Es war der Abend vor Nikolaus und so kreisten meine Gedanken um den heiligen Mann und seinen Begleiter Knecht Ruprecht. Ein wenig Sorge mischte sich in die Vorfreude und ich überlegte,ob ich auch brav genug gewesen war, denn nur die guten Kinder wurden vom Nikolaus beschenkt. Für die Anderen, die ungehorsam waren und den Eltern nicht folgten legte Knecht Ruprecht eine Rute auf den Teller.
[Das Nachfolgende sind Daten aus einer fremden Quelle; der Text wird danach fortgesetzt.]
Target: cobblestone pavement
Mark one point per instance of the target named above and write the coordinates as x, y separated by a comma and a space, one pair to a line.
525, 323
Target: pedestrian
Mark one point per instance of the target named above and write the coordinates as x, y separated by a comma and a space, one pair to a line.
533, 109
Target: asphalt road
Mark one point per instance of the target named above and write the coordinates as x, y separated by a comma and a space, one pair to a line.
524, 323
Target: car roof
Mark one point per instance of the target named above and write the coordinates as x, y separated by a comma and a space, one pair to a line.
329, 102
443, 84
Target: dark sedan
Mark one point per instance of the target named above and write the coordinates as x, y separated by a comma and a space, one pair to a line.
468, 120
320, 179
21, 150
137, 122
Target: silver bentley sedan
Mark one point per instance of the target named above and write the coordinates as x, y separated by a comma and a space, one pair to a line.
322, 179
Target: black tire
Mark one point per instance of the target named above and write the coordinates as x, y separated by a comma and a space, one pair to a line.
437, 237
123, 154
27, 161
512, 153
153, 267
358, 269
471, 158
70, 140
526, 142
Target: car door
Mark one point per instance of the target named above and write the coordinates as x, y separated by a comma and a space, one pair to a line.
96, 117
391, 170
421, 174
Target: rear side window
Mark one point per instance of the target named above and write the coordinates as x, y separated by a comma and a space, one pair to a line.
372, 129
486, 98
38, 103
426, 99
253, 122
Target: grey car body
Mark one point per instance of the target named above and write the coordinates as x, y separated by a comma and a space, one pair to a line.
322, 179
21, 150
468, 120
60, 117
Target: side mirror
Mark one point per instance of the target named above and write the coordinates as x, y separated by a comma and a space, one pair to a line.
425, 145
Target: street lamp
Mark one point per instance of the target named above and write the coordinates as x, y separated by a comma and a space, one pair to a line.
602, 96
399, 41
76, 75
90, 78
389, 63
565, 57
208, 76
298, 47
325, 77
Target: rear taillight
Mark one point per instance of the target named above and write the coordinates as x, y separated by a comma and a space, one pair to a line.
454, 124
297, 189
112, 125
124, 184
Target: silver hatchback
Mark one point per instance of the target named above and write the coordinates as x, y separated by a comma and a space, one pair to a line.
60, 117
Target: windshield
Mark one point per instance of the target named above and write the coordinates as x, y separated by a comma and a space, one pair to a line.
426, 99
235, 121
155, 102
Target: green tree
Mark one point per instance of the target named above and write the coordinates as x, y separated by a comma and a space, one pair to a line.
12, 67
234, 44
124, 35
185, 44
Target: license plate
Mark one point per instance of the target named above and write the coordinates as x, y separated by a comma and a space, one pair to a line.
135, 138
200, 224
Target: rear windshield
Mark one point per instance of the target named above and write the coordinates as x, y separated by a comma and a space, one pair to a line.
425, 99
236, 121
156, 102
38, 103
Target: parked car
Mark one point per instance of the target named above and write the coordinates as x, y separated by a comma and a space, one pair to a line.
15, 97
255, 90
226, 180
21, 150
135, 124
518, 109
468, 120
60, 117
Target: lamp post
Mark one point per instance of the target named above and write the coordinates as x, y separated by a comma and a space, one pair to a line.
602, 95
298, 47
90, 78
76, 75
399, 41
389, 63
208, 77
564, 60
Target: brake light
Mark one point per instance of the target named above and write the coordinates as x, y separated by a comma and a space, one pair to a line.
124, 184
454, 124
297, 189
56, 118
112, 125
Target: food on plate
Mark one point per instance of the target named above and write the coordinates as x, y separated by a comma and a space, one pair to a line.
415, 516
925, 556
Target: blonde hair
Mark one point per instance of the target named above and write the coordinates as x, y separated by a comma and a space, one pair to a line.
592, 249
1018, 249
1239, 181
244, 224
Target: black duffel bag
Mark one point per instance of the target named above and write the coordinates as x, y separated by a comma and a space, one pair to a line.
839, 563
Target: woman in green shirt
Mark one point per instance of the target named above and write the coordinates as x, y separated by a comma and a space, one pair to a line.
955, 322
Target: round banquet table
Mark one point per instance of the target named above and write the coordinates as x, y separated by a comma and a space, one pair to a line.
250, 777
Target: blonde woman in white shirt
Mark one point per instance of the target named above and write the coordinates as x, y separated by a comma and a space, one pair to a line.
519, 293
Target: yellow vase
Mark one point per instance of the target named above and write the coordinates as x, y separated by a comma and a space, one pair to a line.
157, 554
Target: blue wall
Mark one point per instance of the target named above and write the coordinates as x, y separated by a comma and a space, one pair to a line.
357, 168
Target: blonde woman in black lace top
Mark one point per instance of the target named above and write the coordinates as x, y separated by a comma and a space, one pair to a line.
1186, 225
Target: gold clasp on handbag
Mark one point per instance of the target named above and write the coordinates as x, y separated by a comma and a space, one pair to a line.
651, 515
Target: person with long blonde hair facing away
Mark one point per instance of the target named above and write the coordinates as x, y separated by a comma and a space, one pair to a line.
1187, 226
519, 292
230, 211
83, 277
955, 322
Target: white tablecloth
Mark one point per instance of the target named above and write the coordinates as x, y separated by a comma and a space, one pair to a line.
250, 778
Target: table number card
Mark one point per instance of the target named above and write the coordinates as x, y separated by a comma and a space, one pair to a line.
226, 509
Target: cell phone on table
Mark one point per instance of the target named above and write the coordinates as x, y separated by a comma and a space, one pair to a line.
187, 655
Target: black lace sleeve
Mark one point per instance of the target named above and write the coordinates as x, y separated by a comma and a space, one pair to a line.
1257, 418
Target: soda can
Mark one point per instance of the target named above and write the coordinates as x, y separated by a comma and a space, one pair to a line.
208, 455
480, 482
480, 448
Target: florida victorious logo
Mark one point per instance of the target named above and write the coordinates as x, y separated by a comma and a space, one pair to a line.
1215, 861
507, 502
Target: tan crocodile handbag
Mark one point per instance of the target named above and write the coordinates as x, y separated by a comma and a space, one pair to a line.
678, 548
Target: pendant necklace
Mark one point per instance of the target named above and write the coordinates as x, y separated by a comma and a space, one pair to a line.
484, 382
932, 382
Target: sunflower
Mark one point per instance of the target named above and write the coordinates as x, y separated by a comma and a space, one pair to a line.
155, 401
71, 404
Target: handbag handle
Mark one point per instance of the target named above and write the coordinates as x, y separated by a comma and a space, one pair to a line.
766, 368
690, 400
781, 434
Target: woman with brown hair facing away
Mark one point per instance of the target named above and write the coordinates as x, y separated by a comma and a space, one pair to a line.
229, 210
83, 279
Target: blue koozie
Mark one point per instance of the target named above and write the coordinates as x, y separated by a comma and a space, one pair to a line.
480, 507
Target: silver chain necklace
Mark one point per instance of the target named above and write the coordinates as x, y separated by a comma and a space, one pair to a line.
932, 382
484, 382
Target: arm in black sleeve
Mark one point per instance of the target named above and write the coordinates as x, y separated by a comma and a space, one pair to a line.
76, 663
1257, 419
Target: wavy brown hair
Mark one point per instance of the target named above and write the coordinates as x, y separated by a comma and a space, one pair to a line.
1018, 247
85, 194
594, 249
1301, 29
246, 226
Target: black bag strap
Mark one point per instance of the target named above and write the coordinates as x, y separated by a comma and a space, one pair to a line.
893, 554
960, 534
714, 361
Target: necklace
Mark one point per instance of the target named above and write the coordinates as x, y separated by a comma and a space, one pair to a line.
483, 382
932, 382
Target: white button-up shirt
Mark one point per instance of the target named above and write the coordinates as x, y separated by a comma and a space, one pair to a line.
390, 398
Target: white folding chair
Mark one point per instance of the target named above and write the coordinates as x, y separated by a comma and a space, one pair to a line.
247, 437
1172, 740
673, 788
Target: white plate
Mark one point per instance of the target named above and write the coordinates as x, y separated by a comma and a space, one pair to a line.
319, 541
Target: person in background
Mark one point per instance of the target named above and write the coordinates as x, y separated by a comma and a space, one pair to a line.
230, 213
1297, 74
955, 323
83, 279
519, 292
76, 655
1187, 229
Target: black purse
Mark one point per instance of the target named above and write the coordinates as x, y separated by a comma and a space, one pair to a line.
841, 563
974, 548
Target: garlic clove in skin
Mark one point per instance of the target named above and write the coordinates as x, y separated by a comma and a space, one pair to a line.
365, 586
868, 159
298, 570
Nach dem gemeinsamen Essen saß ich noch eine Weile am Küchenfenster und schaute gedankenversunken hinaus. Die Dunkelheit hatte nun alles in ihr schwarzes Licht getaucht. Der Mond schaute als helle Sichel auf die Erde nieder, umgeben von funkelnden Sternen die noch bis in der Endlosigkeit zu erkennen waren.

Vor Müdigkeit konnte ich meine Augen kaum noch offen halten, doch bevor es ins Bett ging, wollte ich noch meinen Teller aufstellen und hoffte, das Nikolaus ihn mit Leckereien auffüllte. Aus dem Küchenschrank holten mein Bruder und ich uns einen Essteller. Ein Grünkohlblatt, ein paar Stücke Würfelzucker, und auch die Plätzchen, die wir am Vortag gemeinsam mit meiner Mutter gebacken hatten, legten wir auf unseren Teller. Der Kohl, das Brot und der Würfelzucker waren für den Schimmel vom Nikolaus; die Kekse für den heiligen Mann und  Knecht Ruprecht. Mit dem Teller in der Hand gingen wir dann in die Stube und stellten ihn auf die Fensterbank. Jetzt konnten wir nur warten und hofften das der Nikolaus sich über die Gaben freute und wir am nächsten Tag keine Rute vorfanden.


.Am nächsten Morgen wurde ich von meinem Bruder geweckt. Er war ganz aufgeregt und rüttelte an mir herum.Ich sollte schnell aufstehen um zu schauen, ob der Nikolaus dagewesen ist.Lange bitten brauchte er mich nicht, denn auch ich war neugierig und so gingen wir gemeinsam ganz leise zur Zimmertür.Lautlos schlichen wir zum Treppenabsatz und dann weiter die Stufen hinunter.Wir hörten die Stimmen meiner Eltern aus der Küche. Mit einem „Moin“ traten wir ein und kletterten auf die Eckbank. Dort war schon alles für unser Frühstück vorbereitet. Ich versuchte mir die Aufregung nicht anmerken zu lassen, denn ein Gefühl von Vorfreude und Unbehagen beherrschte meine Gedanken. Meine Mutter lächelte und erlöste uns aus dieser Situation  und meinte wir sollten doch ins Wohnzimmer gehen. Wie kleine Wildpferde stürmten wir von der Bank, durch die Küche in die Stube.

Keine Rute! Die Erleichterung war uns förmlich anzumerken und die Anspannung wich der Freude. Unsere Teller waren gefüllt mit Schokolade, Mandarinen, Nüssen und Plätzchen und über dem Ganzen wachte ein großer Stutenkerl.  In seinem Rosinenmund steckte eine weiße Pfeife und als ich  den Mann aus süßen Brot vorsichtig von der Fensterbank nahm, sah ich draußen die Spuren im Schnee. Zwischen den Fußstapfen, inmitten der kalten Kristalle, entdeckte ich die Abdrücke eines Pferdes. Nur ein Hufeisen konnte diese Bilder in den Schnee zaubern. Jetzt war ich mir sicher das es den Nikolaus wirklich gab und ein Glücksgefühl breitete sich in mir aus.

Mein Vater und meine Mutter schauten sich an und es schien mir, als würden sie ein Geheimnis teilen.